David Ogunshola – The Innovation Catalyst
In May 2020, the Federal Government of Nigeria stated that it was spending 9.24 Billion Naira (over $23.8 million) in one state of Nigeria in its attempt to lift families out of poverty. What the government does is share money to families under a scheme called Conditional Cash Transfer (CCT). This money is transferred to the bank accounts of the beneficiaries who are considered to be living below the poverty line. What is sad is that these monies are never enough to meet the needs of these families as it gets spent providing food, leaving the families waiting for the next month’s allocation, a burden that the government now has to bear in an endless loop.
While the intentions of the government may be good and noble, these families never get out of the poverty cycle.

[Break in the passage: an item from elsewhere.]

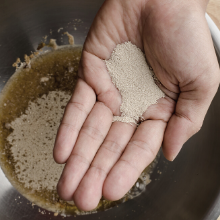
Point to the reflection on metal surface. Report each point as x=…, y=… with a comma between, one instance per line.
x=188, y=188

Nigeria has 89 million people living in poverty, which was expected to reach 95 million by the end of 2022. If the government spends billions to “lift people out of poverty” in one state, how much would be needed to lift the entire nation out of poverty effectively? This means that the government’s method of eradicating poverty will only end in an infinite poverty loop.
The idea is simple: don’t give people fish; teach them how to fish. Instead of distributing money to families which they will end up spending on feeding, spend that money on something that will truly help them leave the poverty loop.
To lift a family out of poverty, pick one child from each family, teach them a skill that can make them enough money to take care of their families and put them on a path to earning with this skill. The impact may look slow, but nothing worth doing happens fast. The pop-corn approach the government is using which gets immediate applause but fizzles out after days is unsustainable.
Teach a child from each family to code. With a 12-18 month aggressive training, each child would be able to start earning with their skill. There is a global shortage of tech talents right now, so jobs are guaranteed for everyone who knows how to code. I personally don’t know anybody who is skilled at computer programming who is unemployed.
The unintended positive consequence of this is also that learning to code is not just about learning a new skill, it is learning a new way to think which emphasizes a problem-solving approach. What this means is that every child who learns to code learns to be a problem solver, the critical ingredient required for entrepreneurs. If every family gets a child who is trained to either get a job that can provide for their family or equip them to create a business, we believe more families would be sustainably lifted out of poverty.
Rather than spending humongous billions sharing money that does nothing but keep people in a poverty and dependency loop, can we spend that money to get computers into centres in every local government and teach a child from every family to code? True, we may not see the impact in 12 months, but give it 48 months and you’ll be amazed at the far-reaching impact and consequences both intended and unintended.
I am happy to work on a pilot of this if anyone – government, corporate, non-profit or even researcher is willing to explore this.